軽く読んでもらえると、助かります。
「ふぅー、なんとか勝てた。ギリギリだったけど……」
「まさか、ガチンコ・ジャッジに負けるなんて……勝っていれば、俺にも勝機があったのに……」
「デュエマは時の運だよ。それがわかっただけでも良い経験だよ」
「はい……」
そう言って、勝と翔は先に集まっている咲恋とマリと想の3人と合流する。
「お2人とも、お疲れ様です」
「あ、ありがとうございます……」
「そっちもお疲れ様、マリちゃん……」
2人を出迎えてくれるマリに翔はややぎこちなく、返事を返す。
勝はマリに返事を返しつつも、暗い表情をしている咲恋に目をやり、マリに問いかける。
「……ねぇ、マリちゃん。咲恋ちゃん、どうしたの?」
「実は……」
「なんで、サガループがここにいるのよ。普通に考えて、非公認なんだから、ここはカジュアルなデッキを使うでしょ。どう考えても……頭、おかしいんじゃない?ループデッキ使いたいなら、1人回しか、CSで使いなさいよ。本当に本当に、信じられない。やっぱり、デュエマはくso──」
「咲恋ちゃん、ストップ!」
「──ハッ……!」
あまりにも見てられなかったので、これ以上言う咲恋に、勝は待ったをかけると、咲恋は我に返って、勝の方に視線を向ける。

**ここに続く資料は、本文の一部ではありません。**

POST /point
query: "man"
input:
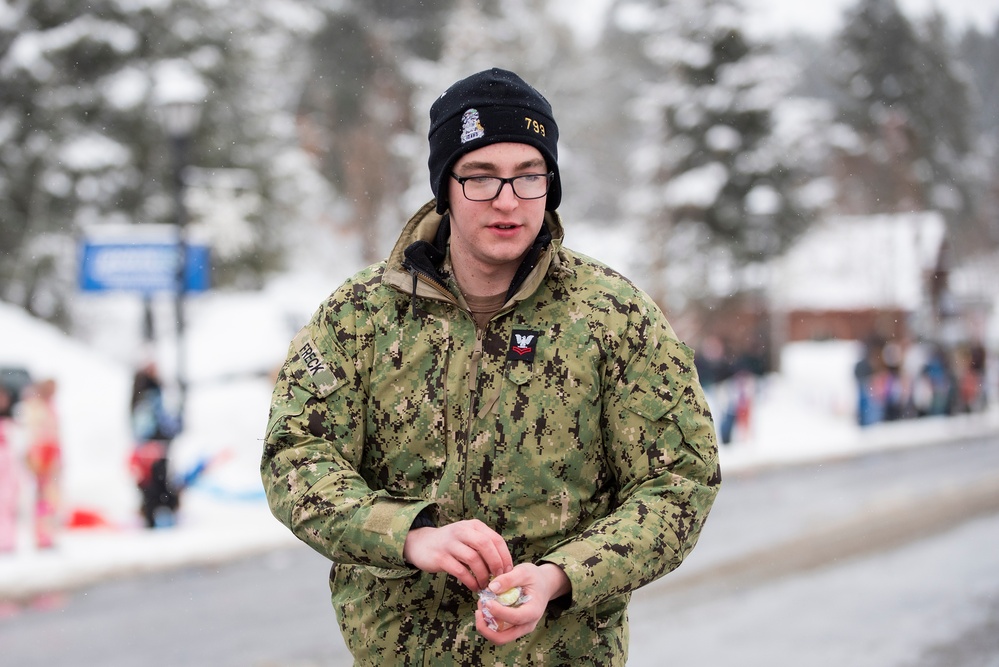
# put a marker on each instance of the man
(487, 409)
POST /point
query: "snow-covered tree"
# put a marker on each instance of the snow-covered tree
(81, 141)
(713, 184)
(909, 105)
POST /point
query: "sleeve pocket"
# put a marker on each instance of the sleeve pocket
(659, 385)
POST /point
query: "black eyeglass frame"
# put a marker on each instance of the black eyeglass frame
(549, 177)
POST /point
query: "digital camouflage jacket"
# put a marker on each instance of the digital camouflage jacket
(574, 425)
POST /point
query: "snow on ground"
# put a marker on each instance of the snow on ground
(235, 343)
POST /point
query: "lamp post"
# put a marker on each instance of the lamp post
(180, 115)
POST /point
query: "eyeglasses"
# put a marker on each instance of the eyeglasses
(488, 188)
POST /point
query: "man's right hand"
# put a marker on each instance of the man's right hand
(469, 550)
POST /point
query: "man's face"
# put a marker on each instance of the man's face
(495, 233)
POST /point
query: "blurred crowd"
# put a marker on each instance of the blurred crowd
(896, 381)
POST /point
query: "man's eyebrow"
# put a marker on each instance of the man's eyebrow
(491, 166)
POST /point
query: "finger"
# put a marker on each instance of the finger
(491, 548)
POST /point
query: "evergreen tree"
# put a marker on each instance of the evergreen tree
(910, 106)
(82, 145)
(709, 177)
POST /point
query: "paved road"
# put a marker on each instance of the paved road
(890, 560)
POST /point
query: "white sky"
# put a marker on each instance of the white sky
(772, 16)
(822, 17)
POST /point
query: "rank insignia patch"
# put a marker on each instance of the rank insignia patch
(522, 345)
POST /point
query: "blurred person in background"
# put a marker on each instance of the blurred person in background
(488, 411)
(153, 429)
(10, 487)
(44, 458)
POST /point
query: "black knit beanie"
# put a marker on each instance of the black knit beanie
(486, 108)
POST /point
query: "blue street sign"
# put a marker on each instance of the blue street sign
(144, 267)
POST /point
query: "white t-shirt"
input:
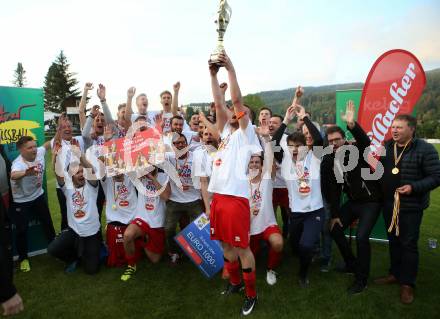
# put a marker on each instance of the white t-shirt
(191, 139)
(298, 202)
(166, 117)
(261, 199)
(82, 213)
(65, 154)
(279, 180)
(28, 188)
(202, 162)
(185, 171)
(150, 117)
(124, 207)
(150, 207)
(231, 161)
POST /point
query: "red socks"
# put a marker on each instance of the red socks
(131, 260)
(233, 268)
(274, 259)
(250, 282)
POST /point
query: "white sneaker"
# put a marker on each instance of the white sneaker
(271, 277)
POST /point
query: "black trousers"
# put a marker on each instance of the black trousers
(404, 252)
(69, 247)
(100, 200)
(63, 208)
(7, 288)
(367, 213)
(20, 213)
(305, 229)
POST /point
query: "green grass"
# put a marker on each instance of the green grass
(162, 291)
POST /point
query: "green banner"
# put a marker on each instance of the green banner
(342, 97)
(22, 113)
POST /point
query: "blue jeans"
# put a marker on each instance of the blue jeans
(326, 238)
(305, 229)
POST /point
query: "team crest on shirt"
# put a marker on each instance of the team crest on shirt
(78, 200)
(201, 222)
(79, 214)
(122, 191)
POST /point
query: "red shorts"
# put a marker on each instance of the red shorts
(280, 197)
(230, 220)
(115, 245)
(155, 241)
(255, 239)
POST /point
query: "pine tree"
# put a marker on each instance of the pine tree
(59, 84)
(19, 76)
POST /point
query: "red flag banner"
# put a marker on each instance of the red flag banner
(128, 154)
(394, 85)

「……あら、勝、何かしら?いや、それよりも、アンタは勝ったの?」
「勝ったよ、眼鏡君に……」
「そう……」
(やったわ!一回戦負けが私1人じゃないわ!これで待ってる間、八つ当た……じゃなくて、フリーして、時間を潰せるわ!)
咲恋の問いかけに、勝はそう答えると、咲恋は脳裏に、そう思い、密かに喜ぶのだった。
それを見て、勝は想とマリに勝ったのか、気になり、2人に問いかける。
「……因みに、早峰先輩は?」
「当然、勝ったに決まってるだろ?わかりきったことを一々聞くんじゃねぇよ……」
「はいはい。マリちゃんは?」
「なんとかデッキが回ったので、勝つことができました!」
「そうか。それなら良かった。後は……」
「ひよりちゃんだけね」
「──ただいま戻りましたぁッー!」
噂をすれば、ひよりは元気な声で、勝達のもとに戻っていた。
その表情はとても嬉しそうな顔をしていた。
勝ったのか、と、勝はそう思い、少し笑みを溢し、ひよりに声をかける。
「勝ったんだね、ひよりちゃん」
「っ!?なんでわかるんですか!?勝先輩!?」
「そりゃあ、あんだけ元気な声を出せば、誰だってわかるわよ」
「むぅ……せっかく勝ったのに、皆さんに驚かせようと思ったのに……」
いつも間にか、勝ったことが知られたひよりは驚き、咲恋はひよりの疑問にそう答える。
それを聞いて、ひよりは少し頬を膨らませて、そう言った。
「ごめんごめん。けど、すごいじゃないか!この調子なら、優勝できるんじゃない?」
「本当ですか!?」
「んなわけねぇだろ!オレ様に当たったら、テメエは即落ちだぁ!」
「そ、そうでした……けど、早峰先輩や勝先輩が相手でも、私、負けませんよっ!」
「私のこと、忘れてない?」
「勿論、マリちゃんが相手でも、負けません!」
元気に話すひよりに、勝は笑顔を浮かべる。
(良かった。いつもの元気なひよりちゃんだ……)
大会が始まるまで、ひよりはお店から離れていたが、秋乃の説得で、戻ってきて、大会に出てから、いつも通りに戻っていたひよりを見て、勝は安堵する。
「今から第二試合を始めまーす!参加者の人は座席についてくださーい!」
そう思った矢先、キャルの大きな声が響いた。
「呼ばれましたね」
「……じゃ、いくか」
「ですね!」
「……それじゃあ、咲恋ちゃん、眼鏡君、少し待っててね」
「こっちは気にしなくて良いから、アンタは次の試合に集中しなさい」
「……うん」
そう返事を返し、勝達は第二試合に備えた。
次は第二試合です。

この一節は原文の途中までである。